George, my thoughts and prayers are with you and your family. I met you about 46 years ago - when I visited your home in Augusta with your sister, Margie, in 1970/71 for a few days. I thought then that you were the coolest guy (for an "old guy" in your 30's - I was 19). I remember your two little girls, Casey and Beth. They were so cute and, even, as a very young 19 year old, I could tell that they worshiped their dad. Your brothers, who I met on that trip, also looked up to you. What a fun time I had! You and your brothers took me to the Knights of Columbus and we had a lively time! I went on with my life - went to college and law school, married a wonderful gal I met in college, raised three sons and am now a grandfather. Many years later, when I became a Fourth Degree Knight, I thought of you, George - seriously I did, and thought "George would think that I turned out OK".
I have been thinking about George a great deal since I heard the news.
I recalled an article that I read many years ago where the person writing was talking about someone who had passed away and how, even though he barely knew the deceased, this person had had an impact on his life.

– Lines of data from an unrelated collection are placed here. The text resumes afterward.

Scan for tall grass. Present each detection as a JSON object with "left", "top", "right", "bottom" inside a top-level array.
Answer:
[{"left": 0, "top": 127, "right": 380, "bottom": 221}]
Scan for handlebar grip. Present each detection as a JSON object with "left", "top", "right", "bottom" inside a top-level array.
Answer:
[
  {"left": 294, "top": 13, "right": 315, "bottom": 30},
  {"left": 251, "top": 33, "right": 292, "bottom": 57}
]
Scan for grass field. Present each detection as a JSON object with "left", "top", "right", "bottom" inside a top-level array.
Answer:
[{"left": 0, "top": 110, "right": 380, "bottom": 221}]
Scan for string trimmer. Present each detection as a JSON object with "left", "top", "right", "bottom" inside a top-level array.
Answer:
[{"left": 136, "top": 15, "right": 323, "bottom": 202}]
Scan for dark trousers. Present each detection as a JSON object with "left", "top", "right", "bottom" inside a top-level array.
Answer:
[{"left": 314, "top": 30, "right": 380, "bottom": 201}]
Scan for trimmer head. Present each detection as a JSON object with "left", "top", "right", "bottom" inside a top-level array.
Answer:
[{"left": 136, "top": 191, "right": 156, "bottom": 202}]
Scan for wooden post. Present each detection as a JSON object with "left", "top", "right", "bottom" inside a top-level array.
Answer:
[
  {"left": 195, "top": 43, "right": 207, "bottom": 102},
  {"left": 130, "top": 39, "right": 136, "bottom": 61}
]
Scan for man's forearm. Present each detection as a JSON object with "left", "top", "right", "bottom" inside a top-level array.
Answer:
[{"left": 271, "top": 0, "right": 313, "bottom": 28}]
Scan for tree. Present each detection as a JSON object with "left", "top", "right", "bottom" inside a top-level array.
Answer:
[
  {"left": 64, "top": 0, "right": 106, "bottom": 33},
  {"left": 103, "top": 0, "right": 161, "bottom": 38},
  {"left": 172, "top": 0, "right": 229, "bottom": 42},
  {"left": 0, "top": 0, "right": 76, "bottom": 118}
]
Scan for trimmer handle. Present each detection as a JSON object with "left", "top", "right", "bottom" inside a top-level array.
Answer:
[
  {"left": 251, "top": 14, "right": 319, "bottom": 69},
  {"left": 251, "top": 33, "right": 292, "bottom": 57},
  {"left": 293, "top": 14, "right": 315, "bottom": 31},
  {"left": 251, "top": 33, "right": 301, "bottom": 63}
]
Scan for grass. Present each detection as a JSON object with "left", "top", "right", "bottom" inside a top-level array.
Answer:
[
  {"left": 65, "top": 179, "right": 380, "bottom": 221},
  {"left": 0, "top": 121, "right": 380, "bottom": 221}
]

The words he used were something like "although I did not know this man well, he had an impact on me; he became a part of the fabric of my life". George, as a result of those few days so many years ago, became a part of the "fabric of my life.
On the bright side, the Quinn family was blessed to have had George as a leader in the family. I had always hoped to be able to see him again to tell him how cool that 19 year old thought he was. I told Margie at our High School reunion this past summer, "say hi to George".
In closing I would like to say that he was like George Bailey of It's A Wonderful Life George, you did not know how many people you impacted in such a positive way! Say hello to Clarence the Angel, Angel George!